Energy-saving drive set to push up steel prices

Steel prices are likely to rise in China in the fourth quarter as power restrictions trim production capacity due to the country's urgent call to meet energy-saving targets while new construction projects will push up market demand, industry analysts said.

Hebei province, which accounts for a quarter of the country's total steel production capacity, shut 57 blast furnaces and production lines from Sept 4 after local governments restricted power supplies in order to meet efficiency targets by the end of this year, according to Beijing-based consulting company Mysteel.com.

Wu'an, the second-largest steelmaking city in Hebei, cut power supplies to steelmakers from Sept 4 for about 20 days, Mysteel.com said.

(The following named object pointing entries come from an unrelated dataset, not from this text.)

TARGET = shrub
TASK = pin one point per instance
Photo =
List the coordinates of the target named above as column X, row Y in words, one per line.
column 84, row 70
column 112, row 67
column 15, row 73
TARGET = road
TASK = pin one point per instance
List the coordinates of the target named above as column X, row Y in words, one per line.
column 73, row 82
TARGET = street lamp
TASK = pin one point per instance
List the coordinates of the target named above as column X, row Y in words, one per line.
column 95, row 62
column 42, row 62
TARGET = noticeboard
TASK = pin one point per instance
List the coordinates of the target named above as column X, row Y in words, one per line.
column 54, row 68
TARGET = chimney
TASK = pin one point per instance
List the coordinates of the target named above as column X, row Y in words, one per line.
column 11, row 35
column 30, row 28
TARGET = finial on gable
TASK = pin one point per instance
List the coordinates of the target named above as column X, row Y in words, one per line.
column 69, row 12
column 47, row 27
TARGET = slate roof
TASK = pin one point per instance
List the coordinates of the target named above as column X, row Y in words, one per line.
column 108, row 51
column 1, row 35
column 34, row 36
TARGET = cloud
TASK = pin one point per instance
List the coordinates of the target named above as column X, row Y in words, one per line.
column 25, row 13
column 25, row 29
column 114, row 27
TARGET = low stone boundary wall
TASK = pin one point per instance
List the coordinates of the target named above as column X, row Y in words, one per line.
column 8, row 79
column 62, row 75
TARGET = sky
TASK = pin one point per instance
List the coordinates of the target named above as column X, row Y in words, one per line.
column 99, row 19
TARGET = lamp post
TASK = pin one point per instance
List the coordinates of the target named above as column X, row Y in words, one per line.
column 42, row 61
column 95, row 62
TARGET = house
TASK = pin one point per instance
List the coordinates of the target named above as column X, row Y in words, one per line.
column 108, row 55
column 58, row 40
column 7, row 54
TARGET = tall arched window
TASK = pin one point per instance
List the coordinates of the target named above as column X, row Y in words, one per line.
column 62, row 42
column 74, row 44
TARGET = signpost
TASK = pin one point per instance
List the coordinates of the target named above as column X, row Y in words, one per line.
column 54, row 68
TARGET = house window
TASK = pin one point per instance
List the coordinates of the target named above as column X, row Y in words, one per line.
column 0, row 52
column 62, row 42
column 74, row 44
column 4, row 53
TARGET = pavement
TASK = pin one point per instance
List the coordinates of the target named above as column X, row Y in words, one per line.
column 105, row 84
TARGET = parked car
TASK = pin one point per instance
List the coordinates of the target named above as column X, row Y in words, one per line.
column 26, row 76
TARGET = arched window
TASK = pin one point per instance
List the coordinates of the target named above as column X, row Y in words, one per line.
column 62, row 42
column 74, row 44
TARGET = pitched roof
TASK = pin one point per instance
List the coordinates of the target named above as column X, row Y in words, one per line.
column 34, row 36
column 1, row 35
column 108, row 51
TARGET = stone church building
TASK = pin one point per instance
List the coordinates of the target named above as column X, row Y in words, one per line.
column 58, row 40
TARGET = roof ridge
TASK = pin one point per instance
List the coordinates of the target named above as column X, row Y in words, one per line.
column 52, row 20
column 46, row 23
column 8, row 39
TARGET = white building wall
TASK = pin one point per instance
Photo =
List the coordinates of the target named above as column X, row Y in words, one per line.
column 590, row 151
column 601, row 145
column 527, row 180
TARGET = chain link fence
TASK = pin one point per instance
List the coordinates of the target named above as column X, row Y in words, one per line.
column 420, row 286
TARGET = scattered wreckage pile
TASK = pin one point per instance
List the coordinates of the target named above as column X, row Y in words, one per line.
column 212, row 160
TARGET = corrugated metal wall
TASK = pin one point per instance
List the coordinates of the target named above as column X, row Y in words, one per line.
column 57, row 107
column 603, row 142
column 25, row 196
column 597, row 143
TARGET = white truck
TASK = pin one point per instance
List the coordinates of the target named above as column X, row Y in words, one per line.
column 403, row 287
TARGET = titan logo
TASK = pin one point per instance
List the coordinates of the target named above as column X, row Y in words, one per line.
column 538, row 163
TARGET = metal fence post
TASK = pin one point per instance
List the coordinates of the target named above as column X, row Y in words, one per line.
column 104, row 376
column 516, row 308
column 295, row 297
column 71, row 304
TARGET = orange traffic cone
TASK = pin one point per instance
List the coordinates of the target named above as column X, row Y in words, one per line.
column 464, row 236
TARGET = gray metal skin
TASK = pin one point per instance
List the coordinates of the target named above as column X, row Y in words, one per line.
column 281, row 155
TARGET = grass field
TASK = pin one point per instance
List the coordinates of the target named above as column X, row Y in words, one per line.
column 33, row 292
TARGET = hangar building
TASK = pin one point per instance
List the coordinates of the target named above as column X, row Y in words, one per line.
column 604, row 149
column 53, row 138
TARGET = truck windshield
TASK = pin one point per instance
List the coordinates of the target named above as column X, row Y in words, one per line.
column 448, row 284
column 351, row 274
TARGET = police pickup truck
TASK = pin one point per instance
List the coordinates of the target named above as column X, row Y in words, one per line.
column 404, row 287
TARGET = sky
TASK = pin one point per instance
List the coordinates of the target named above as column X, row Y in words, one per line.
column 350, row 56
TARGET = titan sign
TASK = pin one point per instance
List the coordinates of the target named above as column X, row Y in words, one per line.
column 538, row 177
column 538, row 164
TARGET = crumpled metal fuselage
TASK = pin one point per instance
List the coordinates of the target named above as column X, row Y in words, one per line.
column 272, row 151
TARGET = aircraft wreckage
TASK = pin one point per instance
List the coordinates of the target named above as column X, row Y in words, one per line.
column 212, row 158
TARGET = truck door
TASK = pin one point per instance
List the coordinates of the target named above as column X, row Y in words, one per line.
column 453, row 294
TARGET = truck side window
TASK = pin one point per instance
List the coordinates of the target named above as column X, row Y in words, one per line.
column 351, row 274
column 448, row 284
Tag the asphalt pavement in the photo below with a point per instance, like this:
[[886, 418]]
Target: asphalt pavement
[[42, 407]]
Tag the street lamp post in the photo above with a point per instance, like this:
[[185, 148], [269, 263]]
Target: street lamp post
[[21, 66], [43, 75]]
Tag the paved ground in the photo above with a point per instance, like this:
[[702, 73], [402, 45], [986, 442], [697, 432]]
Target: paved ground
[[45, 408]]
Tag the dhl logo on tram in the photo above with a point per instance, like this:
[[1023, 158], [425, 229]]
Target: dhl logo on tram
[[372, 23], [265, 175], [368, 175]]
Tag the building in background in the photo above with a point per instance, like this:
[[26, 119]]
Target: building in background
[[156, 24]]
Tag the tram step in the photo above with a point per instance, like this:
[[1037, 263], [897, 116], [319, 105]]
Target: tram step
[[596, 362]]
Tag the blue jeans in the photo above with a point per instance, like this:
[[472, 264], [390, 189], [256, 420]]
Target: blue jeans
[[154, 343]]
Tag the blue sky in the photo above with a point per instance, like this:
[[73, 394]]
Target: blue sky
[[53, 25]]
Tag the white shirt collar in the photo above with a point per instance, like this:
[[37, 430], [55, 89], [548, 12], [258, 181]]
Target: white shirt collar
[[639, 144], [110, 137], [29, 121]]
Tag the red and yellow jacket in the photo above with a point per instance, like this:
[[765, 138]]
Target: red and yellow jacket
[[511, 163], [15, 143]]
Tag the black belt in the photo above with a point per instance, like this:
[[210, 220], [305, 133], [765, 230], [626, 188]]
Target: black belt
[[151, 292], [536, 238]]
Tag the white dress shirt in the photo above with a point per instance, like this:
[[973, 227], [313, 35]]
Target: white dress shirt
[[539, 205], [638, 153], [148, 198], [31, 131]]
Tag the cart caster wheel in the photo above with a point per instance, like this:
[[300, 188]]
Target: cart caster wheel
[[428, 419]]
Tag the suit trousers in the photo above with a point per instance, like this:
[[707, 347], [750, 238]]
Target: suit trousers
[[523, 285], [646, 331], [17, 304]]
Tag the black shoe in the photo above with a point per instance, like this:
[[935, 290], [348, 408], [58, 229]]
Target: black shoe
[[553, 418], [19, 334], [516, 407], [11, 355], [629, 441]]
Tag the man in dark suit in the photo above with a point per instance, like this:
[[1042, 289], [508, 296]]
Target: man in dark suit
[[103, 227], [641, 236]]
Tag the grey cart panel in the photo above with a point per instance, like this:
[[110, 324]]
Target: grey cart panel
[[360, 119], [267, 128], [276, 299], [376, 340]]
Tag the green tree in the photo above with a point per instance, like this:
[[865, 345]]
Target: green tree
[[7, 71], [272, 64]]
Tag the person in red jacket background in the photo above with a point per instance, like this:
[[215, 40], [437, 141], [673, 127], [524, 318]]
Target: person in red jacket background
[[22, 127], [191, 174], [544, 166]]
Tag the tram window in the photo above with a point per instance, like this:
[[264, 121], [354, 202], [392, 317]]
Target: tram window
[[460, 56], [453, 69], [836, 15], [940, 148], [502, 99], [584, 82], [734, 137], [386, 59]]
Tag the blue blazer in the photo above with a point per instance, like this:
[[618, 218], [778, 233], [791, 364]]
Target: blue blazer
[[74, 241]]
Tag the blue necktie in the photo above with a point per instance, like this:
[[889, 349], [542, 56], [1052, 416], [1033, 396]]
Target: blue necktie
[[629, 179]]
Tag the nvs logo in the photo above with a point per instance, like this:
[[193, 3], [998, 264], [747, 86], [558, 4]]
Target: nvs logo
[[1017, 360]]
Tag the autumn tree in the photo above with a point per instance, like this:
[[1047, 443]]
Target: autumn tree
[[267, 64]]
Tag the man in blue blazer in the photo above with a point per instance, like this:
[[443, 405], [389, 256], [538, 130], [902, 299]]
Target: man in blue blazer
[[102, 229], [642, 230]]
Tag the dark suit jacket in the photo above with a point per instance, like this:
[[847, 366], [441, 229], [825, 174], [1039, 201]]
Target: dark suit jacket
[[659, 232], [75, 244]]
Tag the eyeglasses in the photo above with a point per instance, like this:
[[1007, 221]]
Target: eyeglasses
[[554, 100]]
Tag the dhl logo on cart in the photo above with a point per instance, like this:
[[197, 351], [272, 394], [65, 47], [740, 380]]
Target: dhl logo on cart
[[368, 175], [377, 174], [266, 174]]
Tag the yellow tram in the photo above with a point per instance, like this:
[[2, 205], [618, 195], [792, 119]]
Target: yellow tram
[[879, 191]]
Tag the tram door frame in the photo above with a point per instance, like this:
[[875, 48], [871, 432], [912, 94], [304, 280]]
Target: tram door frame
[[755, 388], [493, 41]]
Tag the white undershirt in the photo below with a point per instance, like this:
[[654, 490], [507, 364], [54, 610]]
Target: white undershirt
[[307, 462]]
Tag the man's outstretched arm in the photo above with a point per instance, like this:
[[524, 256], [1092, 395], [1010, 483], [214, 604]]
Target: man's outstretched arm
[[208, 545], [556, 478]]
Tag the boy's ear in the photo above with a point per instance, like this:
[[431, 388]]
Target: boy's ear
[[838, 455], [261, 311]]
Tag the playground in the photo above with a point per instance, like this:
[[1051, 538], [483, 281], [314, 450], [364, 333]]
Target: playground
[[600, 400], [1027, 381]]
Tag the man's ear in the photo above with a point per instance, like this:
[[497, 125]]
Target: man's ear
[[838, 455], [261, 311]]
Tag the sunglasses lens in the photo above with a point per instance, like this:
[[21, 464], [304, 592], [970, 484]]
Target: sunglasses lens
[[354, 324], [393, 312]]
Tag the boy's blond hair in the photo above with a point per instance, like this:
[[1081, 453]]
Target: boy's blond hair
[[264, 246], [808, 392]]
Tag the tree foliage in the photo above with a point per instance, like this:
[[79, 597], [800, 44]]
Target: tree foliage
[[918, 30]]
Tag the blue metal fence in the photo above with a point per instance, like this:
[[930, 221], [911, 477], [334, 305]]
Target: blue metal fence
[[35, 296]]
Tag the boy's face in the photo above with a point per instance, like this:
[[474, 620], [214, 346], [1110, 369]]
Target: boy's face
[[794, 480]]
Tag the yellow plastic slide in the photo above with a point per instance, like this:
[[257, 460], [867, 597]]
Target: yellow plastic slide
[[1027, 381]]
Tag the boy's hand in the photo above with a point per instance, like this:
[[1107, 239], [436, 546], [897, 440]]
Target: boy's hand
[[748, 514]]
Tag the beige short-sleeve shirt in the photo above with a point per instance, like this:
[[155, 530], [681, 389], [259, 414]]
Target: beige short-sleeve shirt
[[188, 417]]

Wu'an had a production capacity of more than 20 million metric tons in 2009, according to Mysteel.com.

"This strong-arm approach is becoming a trend in the energy-intensive steel industry and will spread to other places in Hebei, the province with the biggest steel output," said Xu Xiangchun, director of Mysteel.com.

Thirty steel mills in Tangshan, including a production base of Shougang Group, were ordered to halve their steel output over the next four months, the local government said in a notice on Monday.

Hebei's move to restrict power supplies to local steelmakers comes after its first-half energy intensity figure only decreased 1.35 percent, far from its target of 4 percent.

The eastern province of Jiangsu will also ration its power supply to local steelmakers from 12 pm to 8 am through to the end of this month and steelmakers in Zhejiang province will only be supplied power from 10 pm to 8 am every day, Mysteel.com said.

These measures are likely to trim this year's annual output by 8 percent, according to an estimate by Guojin Securities.

Provincial governments including Zhejiang, Shanxi and Hebei are under huge pressure to realize their energy-saving targets for the period of the 11th Five-Year Plan (2006-10), Xu said.

China has pledged to reduce its energy intensity, the amount of fuel needed to generate each unit of gross domestic product (GDP), by 20 percent from 2005 to 2010. But the country's energy intensity edged up 0.09 percent year-on-year in the first half of 2010, after falling 14.38 percent from 2006 to 2009.

Therefore, China took tougher measures than before to eliminate energy-intensive production by restricting steelmakers' power consumption.

But these short-term control measures will cause great fluctuations in the industry and lead to market volatility, according to Xu.

The Shanghai Futures Exchange benchmark January rebar contract was up 0.5 percent at 4,570 yuan per ton on Tuesday after it rose 3.9 percent on Monday.

"Power restrictions have a more direct impact on curbing steel production," said Liu Yuanrui, an industry analyst at Changjiang Securities.

And power cuts obviously have a bigger impact on smaller mills, as bigger players in the industry have a greater capacity to generate their own power, industry analysts said.

The steel industry accounts for one-sixth of China's total energy consumption and will have to cut its output by at least 7.2 percent during the second half of this year in order to meet the country's energy-saving target, according to an estimate by Huatai United Securities.

Steel output in China already dropped by 3.9 percent to 51.7 million tons in July from a month ago, hitting a five-month low, according to the China Iron and Steel Association.